Risk-Adjusted Performance

0 of 100

 
Weak
 
Strong
Very Weak
Over the last 90 days Golden Ocean Group has generated negative risk-adjusted returns adding no value to investors with long positions. Despite conflicting performance in the last few months, the Stock's technical and fundamental indicators remain quite persistent which may send shares a bit higher in January 2025. The latest mess may also be a sign of long-standing up-swing for the company institutional investors.
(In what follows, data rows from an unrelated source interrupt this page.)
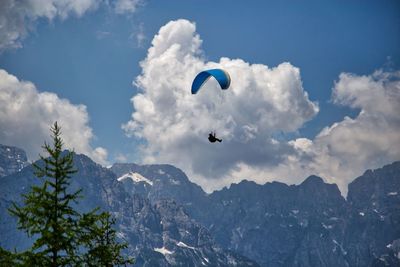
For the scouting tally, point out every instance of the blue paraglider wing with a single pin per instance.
(220, 75)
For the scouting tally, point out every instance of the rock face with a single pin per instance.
(12, 159)
(373, 227)
(159, 232)
(170, 221)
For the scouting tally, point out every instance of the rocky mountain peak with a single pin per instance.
(12, 159)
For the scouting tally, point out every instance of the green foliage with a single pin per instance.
(63, 236)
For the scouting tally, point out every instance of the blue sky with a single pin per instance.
(92, 59)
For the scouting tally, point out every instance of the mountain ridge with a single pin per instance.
(275, 224)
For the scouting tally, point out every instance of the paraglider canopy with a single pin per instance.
(220, 75)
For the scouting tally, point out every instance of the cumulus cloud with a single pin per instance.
(345, 149)
(26, 116)
(261, 103)
(126, 6)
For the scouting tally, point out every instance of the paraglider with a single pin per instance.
(212, 138)
(224, 81)
(220, 75)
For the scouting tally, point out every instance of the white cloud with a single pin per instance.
(344, 150)
(126, 6)
(26, 116)
(347, 148)
(19, 17)
(260, 103)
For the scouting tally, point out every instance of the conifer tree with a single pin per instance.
(62, 236)
(47, 214)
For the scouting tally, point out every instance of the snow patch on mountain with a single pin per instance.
(163, 251)
(135, 177)
(183, 245)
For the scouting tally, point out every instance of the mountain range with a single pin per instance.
(169, 221)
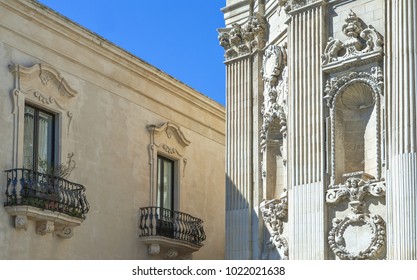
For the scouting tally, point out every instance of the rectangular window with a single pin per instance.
(165, 183)
(39, 139)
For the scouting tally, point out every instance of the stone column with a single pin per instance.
(305, 134)
(243, 46)
(401, 129)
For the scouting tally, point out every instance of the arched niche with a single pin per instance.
(356, 132)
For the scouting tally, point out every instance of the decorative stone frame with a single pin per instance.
(364, 88)
(41, 85)
(337, 87)
(273, 141)
(167, 140)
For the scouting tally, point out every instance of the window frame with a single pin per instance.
(54, 137)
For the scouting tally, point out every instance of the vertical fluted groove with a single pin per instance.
(238, 192)
(305, 134)
(401, 130)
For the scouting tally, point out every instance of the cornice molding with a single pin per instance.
(55, 22)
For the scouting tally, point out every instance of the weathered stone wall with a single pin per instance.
(118, 96)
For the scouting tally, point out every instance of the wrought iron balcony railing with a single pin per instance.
(158, 221)
(31, 188)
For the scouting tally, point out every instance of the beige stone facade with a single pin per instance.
(114, 117)
(321, 144)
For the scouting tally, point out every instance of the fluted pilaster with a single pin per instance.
(305, 135)
(239, 155)
(401, 129)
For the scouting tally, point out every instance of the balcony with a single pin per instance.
(54, 203)
(175, 233)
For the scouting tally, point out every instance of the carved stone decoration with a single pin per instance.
(340, 55)
(153, 249)
(275, 76)
(166, 139)
(274, 213)
(21, 222)
(371, 225)
(241, 40)
(355, 189)
(43, 86)
(356, 91)
(45, 227)
(290, 5)
(171, 254)
(343, 236)
(65, 232)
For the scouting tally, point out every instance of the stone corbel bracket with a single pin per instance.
(355, 189)
(47, 221)
(339, 55)
(275, 213)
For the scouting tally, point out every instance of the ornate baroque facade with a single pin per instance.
(102, 156)
(321, 129)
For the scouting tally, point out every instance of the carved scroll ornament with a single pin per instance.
(339, 55)
(274, 213)
(241, 40)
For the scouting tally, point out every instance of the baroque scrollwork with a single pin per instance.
(275, 76)
(275, 213)
(372, 223)
(290, 5)
(241, 40)
(362, 45)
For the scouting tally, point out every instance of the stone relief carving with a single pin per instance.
(360, 234)
(364, 90)
(274, 213)
(290, 5)
(361, 47)
(274, 108)
(166, 139)
(371, 225)
(343, 236)
(241, 40)
(275, 76)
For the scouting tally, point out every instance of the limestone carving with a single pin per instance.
(275, 77)
(65, 232)
(374, 225)
(169, 140)
(353, 50)
(357, 90)
(371, 226)
(241, 40)
(45, 227)
(290, 5)
(21, 222)
(274, 213)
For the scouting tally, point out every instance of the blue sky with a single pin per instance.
(179, 37)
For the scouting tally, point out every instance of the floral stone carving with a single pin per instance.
(274, 213)
(241, 40)
(360, 235)
(339, 55)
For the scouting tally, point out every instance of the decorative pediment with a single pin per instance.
(363, 46)
(43, 82)
(169, 138)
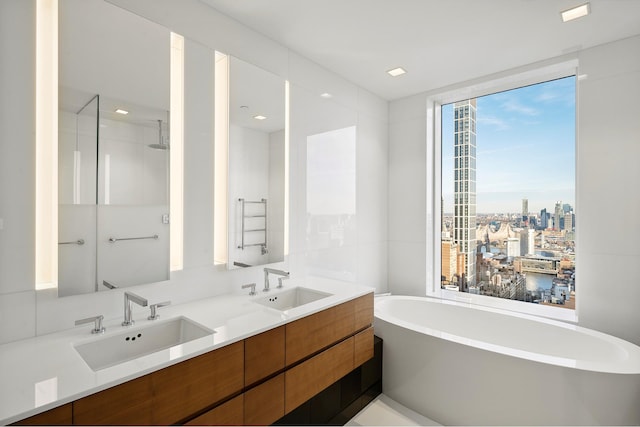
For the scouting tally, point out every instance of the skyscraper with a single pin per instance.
(464, 223)
(557, 215)
(544, 220)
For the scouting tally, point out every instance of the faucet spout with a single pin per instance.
(275, 271)
(130, 297)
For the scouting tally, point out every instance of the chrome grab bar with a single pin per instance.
(75, 242)
(113, 239)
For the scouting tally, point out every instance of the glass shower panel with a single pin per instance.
(77, 164)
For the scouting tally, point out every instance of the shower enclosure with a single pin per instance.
(113, 217)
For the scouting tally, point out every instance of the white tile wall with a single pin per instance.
(17, 316)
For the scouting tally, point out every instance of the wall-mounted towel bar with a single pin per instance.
(113, 239)
(75, 242)
(244, 216)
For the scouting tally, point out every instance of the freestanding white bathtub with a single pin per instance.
(460, 364)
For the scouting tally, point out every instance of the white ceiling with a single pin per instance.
(439, 42)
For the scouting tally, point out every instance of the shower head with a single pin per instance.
(161, 145)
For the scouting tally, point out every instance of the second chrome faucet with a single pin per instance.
(283, 274)
(130, 297)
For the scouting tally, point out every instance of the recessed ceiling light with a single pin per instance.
(397, 72)
(575, 12)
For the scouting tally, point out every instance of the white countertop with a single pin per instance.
(44, 372)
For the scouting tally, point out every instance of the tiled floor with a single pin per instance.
(383, 411)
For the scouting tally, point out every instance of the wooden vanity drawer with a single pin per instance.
(60, 416)
(169, 395)
(264, 404)
(310, 334)
(314, 375)
(128, 403)
(227, 414)
(263, 355)
(188, 387)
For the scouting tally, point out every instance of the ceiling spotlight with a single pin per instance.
(575, 12)
(397, 72)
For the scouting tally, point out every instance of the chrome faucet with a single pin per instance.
(130, 297)
(273, 271)
(109, 285)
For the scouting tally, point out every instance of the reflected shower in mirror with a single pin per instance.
(113, 156)
(256, 165)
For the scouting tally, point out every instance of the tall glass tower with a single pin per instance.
(464, 223)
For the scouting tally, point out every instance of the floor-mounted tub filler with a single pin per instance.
(468, 365)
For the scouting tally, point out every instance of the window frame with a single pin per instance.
(536, 73)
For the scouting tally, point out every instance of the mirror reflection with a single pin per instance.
(256, 165)
(113, 153)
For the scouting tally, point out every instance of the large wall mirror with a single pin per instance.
(256, 165)
(113, 148)
(113, 223)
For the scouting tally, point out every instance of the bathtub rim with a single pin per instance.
(630, 365)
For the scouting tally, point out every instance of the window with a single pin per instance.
(508, 194)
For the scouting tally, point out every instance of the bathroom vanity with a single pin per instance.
(239, 375)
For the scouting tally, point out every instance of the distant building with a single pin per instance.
(558, 214)
(568, 221)
(544, 219)
(464, 222)
(449, 259)
(513, 247)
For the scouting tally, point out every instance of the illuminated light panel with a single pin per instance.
(397, 72)
(221, 160)
(176, 156)
(576, 12)
(46, 135)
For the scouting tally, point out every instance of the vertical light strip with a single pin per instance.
(46, 144)
(107, 179)
(221, 160)
(176, 159)
(286, 168)
(77, 165)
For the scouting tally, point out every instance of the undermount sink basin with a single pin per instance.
(139, 341)
(291, 298)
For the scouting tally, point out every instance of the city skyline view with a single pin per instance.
(518, 158)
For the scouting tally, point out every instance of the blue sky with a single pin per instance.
(525, 148)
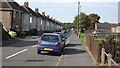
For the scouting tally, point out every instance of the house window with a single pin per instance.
(14, 14)
(30, 19)
(19, 14)
(41, 22)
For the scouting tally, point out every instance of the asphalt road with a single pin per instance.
(24, 53)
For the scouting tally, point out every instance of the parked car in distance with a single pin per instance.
(62, 35)
(50, 42)
(12, 34)
(99, 32)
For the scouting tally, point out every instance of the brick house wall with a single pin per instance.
(6, 18)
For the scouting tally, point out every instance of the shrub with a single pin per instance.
(27, 33)
(23, 34)
(33, 31)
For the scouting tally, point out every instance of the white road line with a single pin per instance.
(16, 53)
(67, 42)
(34, 46)
(59, 60)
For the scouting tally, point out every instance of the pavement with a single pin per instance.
(17, 39)
(24, 53)
(75, 54)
AP Moeller and Golden Ocean Volatility Contrast

   Predicted Return Density   
       Returns  

Pair Trading with AP Moeller and Golden Ocean

The main advantage of trading using opposite AP Moeller and Golden Ocean positions is that it hedges away some unsystematic risk. Because of two separate transactions, even if AP Moeller position performs unexpectedly, Golden Ocean can make up some of the losses. Pair trading also minimizes risk from directional movements in the market. For example, if an entire industry or sector drops because of unexpected headlines, the short position in Golden Ocean will offset losses from the drop in Golden Ocean's long position.
The idea behind AP Moeller and Golden Ocean Group pairs trading is to make the combined position market-neutral, meaning the overall market's direction will not affect its win or loss (or potential downside or upside). This can be achieved by designing a pairs trade with two highly correlated stocks or equities that operate in a similar space or sector, making it possible to obtain profits through simple and relatively low-risk investment.
Check out your portfolio center.
Note that this page's information should be used as a complementary analysis to find the right mix of equity instruments to add to your existing portfolios or create a brand new portfolio. You can also try the Bollinger Bands module to use Bollinger Bands indicator to analyze target price for a given investing horizon.